Current evidence defines pharmacological blockade of myelin associated inhibitory factors as a means of enhancing regeneration in the CNS (McGee and Strittmatter, 2003
; Zorner and Schwab, 2010
). Blocking the signalling of Nogo-A in CNS disease and injury has been well studied and includes EAE (Karnezis et al., 2004
; Mi et al., 2007
). In this study, we used the anti-Nogo(623–640) antibody, previously demonstrated to promote axon outgrowth in the presence of the Nogo peptide, as well as the prevention of neurological decline when injected intravenously over the course of EAE (Karnezis et al., 2004
). We showed that after four injections of anti-Nogo(623–640) antibodies, the decreased severity of EAE correlated with a decreased amount of axonal degeneration. Importantly, reduced levels of pThr555-CRMP-2 in these animals corresponded with replenished tubulin association.

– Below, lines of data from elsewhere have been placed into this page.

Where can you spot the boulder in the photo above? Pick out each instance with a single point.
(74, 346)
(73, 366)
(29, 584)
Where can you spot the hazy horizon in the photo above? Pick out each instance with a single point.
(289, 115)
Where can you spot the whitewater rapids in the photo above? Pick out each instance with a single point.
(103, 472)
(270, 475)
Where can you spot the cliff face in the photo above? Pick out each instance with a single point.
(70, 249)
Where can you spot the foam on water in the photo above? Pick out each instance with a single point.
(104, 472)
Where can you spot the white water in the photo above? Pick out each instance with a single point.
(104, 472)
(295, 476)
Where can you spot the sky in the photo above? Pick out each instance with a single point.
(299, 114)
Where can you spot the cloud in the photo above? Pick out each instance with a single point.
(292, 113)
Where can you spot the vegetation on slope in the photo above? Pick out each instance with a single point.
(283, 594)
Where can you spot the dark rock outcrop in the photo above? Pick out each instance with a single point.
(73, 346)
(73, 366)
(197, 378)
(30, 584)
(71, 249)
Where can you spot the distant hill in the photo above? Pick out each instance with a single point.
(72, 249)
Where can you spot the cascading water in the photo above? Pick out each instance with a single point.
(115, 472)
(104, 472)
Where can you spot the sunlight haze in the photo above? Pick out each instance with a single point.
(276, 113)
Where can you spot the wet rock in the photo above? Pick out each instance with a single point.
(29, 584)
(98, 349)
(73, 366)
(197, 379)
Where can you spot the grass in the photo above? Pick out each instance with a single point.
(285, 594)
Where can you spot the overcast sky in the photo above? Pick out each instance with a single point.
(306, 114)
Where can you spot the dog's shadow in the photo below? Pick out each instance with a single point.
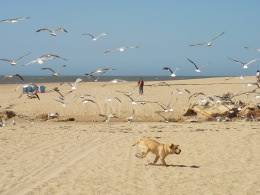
(172, 165)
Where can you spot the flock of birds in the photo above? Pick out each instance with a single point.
(101, 71)
(95, 37)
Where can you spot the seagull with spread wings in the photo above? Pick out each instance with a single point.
(54, 73)
(53, 32)
(210, 42)
(173, 72)
(14, 61)
(95, 37)
(14, 20)
(243, 64)
(196, 66)
(44, 58)
(120, 49)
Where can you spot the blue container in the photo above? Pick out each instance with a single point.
(41, 89)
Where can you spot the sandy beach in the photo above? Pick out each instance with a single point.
(88, 156)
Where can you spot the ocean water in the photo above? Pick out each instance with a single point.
(51, 79)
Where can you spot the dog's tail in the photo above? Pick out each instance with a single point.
(136, 143)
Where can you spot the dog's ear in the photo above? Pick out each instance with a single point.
(171, 146)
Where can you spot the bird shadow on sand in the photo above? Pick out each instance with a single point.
(172, 165)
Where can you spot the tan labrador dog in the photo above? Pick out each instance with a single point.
(160, 150)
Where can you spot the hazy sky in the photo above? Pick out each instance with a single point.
(162, 29)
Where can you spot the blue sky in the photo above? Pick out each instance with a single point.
(162, 29)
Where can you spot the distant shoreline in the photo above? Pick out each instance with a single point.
(51, 79)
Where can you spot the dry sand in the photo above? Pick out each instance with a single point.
(97, 158)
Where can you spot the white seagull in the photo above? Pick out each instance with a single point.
(44, 58)
(74, 85)
(54, 73)
(15, 75)
(196, 66)
(120, 49)
(173, 72)
(98, 72)
(95, 37)
(14, 61)
(243, 64)
(51, 31)
(14, 20)
(210, 42)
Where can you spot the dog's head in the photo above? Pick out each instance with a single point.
(174, 149)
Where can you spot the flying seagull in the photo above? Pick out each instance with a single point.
(196, 66)
(14, 20)
(44, 58)
(98, 72)
(243, 64)
(173, 72)
(120, 49)
(52, 32)
(14, 61)
(210, 42)
(15, 75)
(95, 37)
(52, 71)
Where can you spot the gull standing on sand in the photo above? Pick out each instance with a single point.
(74, 85)
(44, 58)
(14, 61)
(120, 49)
(196, 66)
(243, 64)
(98, 72)
(173, 72)
(210, 42)
(53, 32)
(54, 73)
(14, 20)
(95, 37)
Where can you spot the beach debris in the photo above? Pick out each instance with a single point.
(195, 65)
(108, 117)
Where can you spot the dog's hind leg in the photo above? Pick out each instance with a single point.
(143, 154)
(156, 159)
(163, 162)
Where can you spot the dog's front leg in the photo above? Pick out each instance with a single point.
(163, 162)
(156, 159)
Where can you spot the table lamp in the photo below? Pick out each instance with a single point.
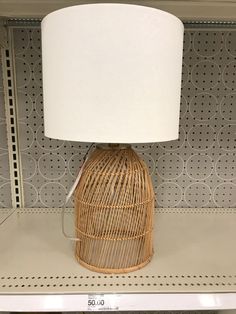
(112, 75)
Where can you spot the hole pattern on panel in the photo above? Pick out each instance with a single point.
(5, 188)
(198, 170)
(10, 192)
(172, 282)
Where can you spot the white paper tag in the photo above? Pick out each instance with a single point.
(76, 182)
(103, 302)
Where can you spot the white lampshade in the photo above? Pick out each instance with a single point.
(112, 73)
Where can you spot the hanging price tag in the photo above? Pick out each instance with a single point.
(102, 302)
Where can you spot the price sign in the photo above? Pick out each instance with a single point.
(103, 302)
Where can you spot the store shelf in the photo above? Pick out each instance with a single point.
(194, 266)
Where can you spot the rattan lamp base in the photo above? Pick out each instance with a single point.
(114, 204)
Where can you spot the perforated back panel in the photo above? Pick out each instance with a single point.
(5, 187)
(198, 170)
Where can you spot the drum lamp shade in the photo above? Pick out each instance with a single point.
(112, 73)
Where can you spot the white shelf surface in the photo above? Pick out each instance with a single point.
(194, 266)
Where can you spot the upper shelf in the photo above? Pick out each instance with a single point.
(194, 256)
(186, 10)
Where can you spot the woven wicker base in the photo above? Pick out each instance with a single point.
(114, 271)
(114, 204)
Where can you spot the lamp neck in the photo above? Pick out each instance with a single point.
(113, 146)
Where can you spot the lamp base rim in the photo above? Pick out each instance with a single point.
(114, 270)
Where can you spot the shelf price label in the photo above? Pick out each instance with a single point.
(102, 302)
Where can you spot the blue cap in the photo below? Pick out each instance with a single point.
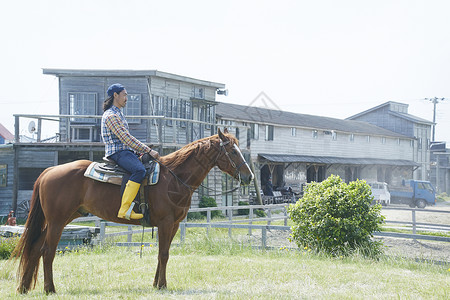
(115, 88)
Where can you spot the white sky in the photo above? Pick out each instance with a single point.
(321, 57)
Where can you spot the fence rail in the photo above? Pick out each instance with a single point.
(280, 210)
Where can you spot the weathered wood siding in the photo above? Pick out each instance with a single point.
(6, 193)
(305, 144)
(145, 130)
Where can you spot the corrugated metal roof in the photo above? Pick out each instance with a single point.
(290, 158)
(269, 116)
(5, 133)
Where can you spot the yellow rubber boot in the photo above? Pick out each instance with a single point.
(126, 209)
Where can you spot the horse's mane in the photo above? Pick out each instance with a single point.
(174, 159)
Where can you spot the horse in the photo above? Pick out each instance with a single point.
(62, 193)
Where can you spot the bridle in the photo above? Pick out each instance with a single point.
(222, 145)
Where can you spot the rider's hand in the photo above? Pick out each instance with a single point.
(154, 154)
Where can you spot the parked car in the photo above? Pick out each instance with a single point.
(380, 192)
(414, 193)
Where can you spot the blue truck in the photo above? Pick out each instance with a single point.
(414, 193)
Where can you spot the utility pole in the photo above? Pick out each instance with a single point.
(435, 100)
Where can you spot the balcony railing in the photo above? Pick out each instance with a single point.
(160, 130)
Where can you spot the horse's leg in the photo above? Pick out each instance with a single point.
(165, 235)
(31, 266)
(52, 238)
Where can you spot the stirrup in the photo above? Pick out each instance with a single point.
(129, 211)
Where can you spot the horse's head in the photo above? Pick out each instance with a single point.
(231, 160)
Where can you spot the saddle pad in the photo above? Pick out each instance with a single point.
(93, 173)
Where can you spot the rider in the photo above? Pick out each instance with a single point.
(119, 146)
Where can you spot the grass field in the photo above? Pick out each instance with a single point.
(217, 268)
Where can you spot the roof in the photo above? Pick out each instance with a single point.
(5, 133)
(410, 117)
(128, 73)
(395, 113)
(278, 117)
(290, 158)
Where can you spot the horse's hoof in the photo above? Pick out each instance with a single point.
(50, 291)
(22, 290)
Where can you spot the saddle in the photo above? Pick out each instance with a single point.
(110, 172)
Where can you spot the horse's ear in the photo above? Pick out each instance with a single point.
(221, 136)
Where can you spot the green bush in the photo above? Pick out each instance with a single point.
(195, 215)
(337, 218)
(209, 202)
(443, 197)
(243, 211)
(7, 246)
(260, 213)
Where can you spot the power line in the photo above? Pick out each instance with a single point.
(435, 101)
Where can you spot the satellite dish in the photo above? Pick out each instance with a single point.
(32, 127)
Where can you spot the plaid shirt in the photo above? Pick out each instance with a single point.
(116, 136)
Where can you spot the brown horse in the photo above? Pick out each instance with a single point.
(62, 193)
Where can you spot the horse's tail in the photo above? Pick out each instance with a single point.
(29, 259)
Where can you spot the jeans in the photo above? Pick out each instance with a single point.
(130, 162)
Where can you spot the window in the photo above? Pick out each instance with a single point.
(3, 175)
(168, 109)
(83, 104)
(269, 132)
(254, 130)
(198, 93)
(133, 108)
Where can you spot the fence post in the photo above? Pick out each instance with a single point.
(230, 218)
(285, 215)
(208, 220)
(264, 237)
(102, 231)
(251, 218)
(130, 234)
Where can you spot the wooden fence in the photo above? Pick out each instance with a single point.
(274, 212)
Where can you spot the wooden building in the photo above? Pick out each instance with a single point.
(294, 149)
(394, 116)
(165, 110)
(168, 111)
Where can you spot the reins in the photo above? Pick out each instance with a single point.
(191, 188)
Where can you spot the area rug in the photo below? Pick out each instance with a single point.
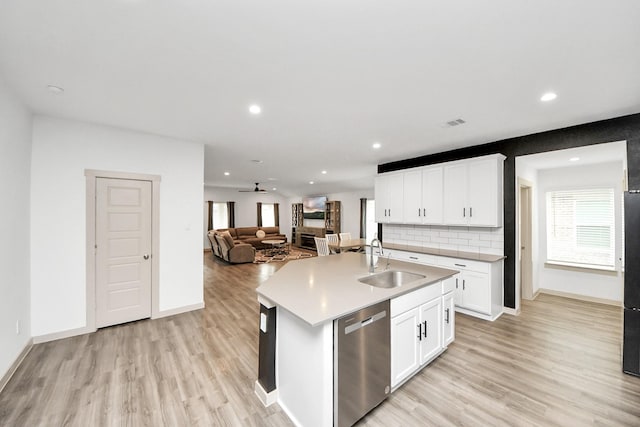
(267, 255)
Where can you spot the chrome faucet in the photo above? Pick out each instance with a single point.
(381, 252)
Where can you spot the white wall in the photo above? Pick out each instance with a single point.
(15, 160)
(591, 284)
(62, 150)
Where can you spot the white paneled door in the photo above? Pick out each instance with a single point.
(123, 251)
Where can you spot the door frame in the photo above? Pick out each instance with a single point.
(522, 184)
(91, 175)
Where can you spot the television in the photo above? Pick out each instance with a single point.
(313, 207)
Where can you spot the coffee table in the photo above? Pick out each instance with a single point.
(277, 246)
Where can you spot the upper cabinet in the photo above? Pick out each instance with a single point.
(466, 193)
(423, 196)
(473, 192)
(388, 194)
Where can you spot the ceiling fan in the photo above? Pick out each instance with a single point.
(255, 190)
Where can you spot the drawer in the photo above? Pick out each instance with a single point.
(415, 298)
(414, 257)
(449, 284)
(464, 264)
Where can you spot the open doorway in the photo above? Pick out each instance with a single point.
(551, 187)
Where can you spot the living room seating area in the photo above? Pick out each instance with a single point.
(238, 245)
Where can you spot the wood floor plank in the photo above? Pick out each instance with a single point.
(557, 364)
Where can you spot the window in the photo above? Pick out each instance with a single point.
(268, 215)
(581, 228)
(220, 215)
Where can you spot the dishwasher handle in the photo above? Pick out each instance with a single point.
(368, 321)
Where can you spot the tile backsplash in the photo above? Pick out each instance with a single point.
(482, 240)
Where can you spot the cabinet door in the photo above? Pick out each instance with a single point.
(476, 292)
(448, 319)
(380, 194)
(457, 292)
(455, 194)
(412, 203)
(483, 192)
(432, 196)
(431, 325)
(405, 357)
(395, 197)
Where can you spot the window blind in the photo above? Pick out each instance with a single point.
(220, 215)
(581, 227)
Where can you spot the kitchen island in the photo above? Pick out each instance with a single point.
(299, 305)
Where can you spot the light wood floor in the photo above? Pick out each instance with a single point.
(558, 363)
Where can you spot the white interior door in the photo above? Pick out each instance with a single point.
(123, 251)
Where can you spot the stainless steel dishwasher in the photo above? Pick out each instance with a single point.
(361, 369)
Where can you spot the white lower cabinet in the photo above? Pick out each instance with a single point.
(448, 319)
(478, 287)
(416, 331)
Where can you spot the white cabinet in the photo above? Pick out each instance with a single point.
(416, 331)
(478, 287)
(473, 192)
(388, 196)
(448, 317)
(423, 190)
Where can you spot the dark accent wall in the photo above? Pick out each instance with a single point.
(625, 128)
(267, 351)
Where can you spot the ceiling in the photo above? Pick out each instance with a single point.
(579, 156)
(332, 77)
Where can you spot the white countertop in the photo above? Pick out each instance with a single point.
(325, 288)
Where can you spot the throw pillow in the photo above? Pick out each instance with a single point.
(227, 238)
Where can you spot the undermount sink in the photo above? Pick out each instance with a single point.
(390, 278)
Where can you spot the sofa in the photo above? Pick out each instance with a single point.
(223, 246)
(249, 235)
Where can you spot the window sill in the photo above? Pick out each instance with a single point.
(581, 267)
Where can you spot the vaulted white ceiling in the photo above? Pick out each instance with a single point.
(332, 77)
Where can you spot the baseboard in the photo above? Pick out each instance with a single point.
(178, 310)
(511, 311)
(267, 399)
(580, 297)
(16, 364)
(61, 335)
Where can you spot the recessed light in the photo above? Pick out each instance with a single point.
(549, 96)
(55, 89)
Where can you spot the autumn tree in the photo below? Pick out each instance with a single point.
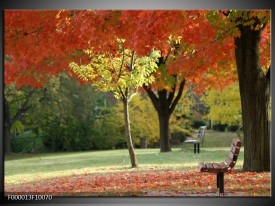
(254, 81)
(224, 105)
(250, 31)
(122, 74)
(181, 36)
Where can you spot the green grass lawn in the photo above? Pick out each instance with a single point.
(27, 168)
(48, 169)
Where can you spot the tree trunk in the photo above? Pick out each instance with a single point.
(164, 116)
(128, 136)
(7, 126)
(164, 133)
(165, 104)
(255, 94)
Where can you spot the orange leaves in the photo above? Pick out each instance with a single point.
(148, 183)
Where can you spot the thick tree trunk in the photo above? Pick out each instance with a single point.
(164, 133)
(128, 136)
(164, 116)
(255, 94)
(165, 104)
(7, 126)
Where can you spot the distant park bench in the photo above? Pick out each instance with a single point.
(221, 168)
(198, 140)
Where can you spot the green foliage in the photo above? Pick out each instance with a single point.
(118, 74)
(108, 130)
(17, 127)
(225, 106)
(144, 119)
(65, 114)
(27, 142)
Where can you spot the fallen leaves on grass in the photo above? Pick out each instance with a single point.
(149, 183)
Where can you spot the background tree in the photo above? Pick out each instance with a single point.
(224, 106)
(123, 75)
(251, 35)
(17, 102)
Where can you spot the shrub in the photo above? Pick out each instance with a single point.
(232, 128)
(27, 142)
(196, 123)
(219, 127)
(178, 135)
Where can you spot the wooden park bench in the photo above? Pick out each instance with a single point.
(223, 167)
(198, 140)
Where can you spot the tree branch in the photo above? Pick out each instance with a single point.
(152, 96)
(268, 74)
(176, 100)
(172, 94)
(25, 107)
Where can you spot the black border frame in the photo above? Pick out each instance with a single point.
(133, 4)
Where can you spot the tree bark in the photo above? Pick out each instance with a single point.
(128, 135)
(165, 104)
(255, 95)
(7, 126)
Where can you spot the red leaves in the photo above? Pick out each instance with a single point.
(149, 183)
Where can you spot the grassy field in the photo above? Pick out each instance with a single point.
(45, 170)
(22, 168)
(29, 167)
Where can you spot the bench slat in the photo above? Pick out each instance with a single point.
(223, 166)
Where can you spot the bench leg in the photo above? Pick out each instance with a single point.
(220, 182)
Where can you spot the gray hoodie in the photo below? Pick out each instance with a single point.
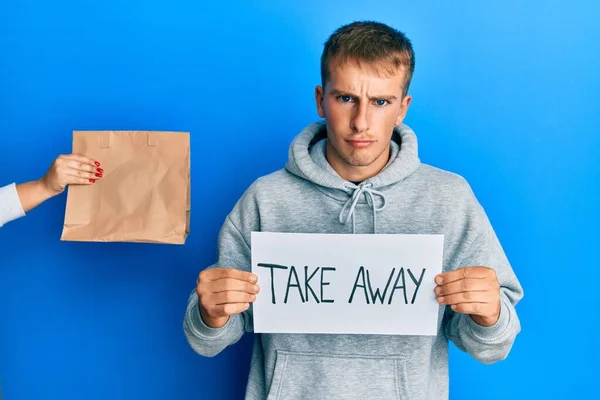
(10, 205)
(407, 197)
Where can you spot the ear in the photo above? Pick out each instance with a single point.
(320, 98)
(403, 109)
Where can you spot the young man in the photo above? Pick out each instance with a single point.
(359, 172)
(72, 169)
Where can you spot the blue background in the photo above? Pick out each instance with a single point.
(505, 93)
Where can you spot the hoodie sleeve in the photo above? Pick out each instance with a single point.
(482, 248)
(233, 252)
(10, 204)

Function-blocking antibodies of Nogo-A have been successfully used in preclinical experiments enhancing locomotor performance in neurotrauma paradigms in rodents and adult monkeys (Schnell and Schwab, 1990
; Freund et al., 2006
), improving manual dexterity after a cervical spinal cord injury in the latter (Freund et al., 2006
). Over the space of two decades, these significant studies advocating therapeutic targeting of Nogo-A in neurotrauma have encouraged the Phase I clinical trials of anti-human Nogo-A antibody (ATI 355) by Novartis (Kwon et al., 2010
). With 45 patients enrolled in this study, intrathecal administration of the antibody in these patients has shown remarkable tolerance with no side-effects manifest in this group (Kwon et al., 2010
). With a Phase II trial currently underway, we now propose that one of the major mechanisms by which anti-Nogo-A antibody treatment is clinically effective may well be through the eventual decrease of the phosphorylated levels of CRMP-2 limiting NgR1-dependent axonal degeneration. Interestingly, other pharmacological studies using the ectodomain of NgR1 and co-receptors such as Lingo-1 have recently shown enhanced neurological improvement in injury and disease models of the CNS by blocking the binding of the myelin associated inhibitory factors (Lee et al., 2004
; Li et al., 2004
; Wang et al., 2006
). It is tantalizing to suggest that similar therapeutic effects could be met in the treatment of multiple sclerosis.
This study has provided new insights into the molecular mechanisms that govern axonal degeneration during inflammatory demyelination of the CNS (as occurs in multiple sclerosis) as well as offering novel therapeutic strategies for this disease. Since myelin damage is a dominant event in neurodegeneration, the work presented here may provide novel therapeutic avenues to attenuate axonal abnormalities, which accompany demyelination in a variety of disorders such as spinal cord and brain injury, stroke and multiple sclerosis. We suggest that blockade of NgR1 signalling and reduction of CRMP-2 phosphorylation limits axonal degeneration in EAE, allowing for the normal physiological function of CRMP-2 to ensue, and by virtue, limiting the axonal degeneration and alleviating clinical symptoms of EAE.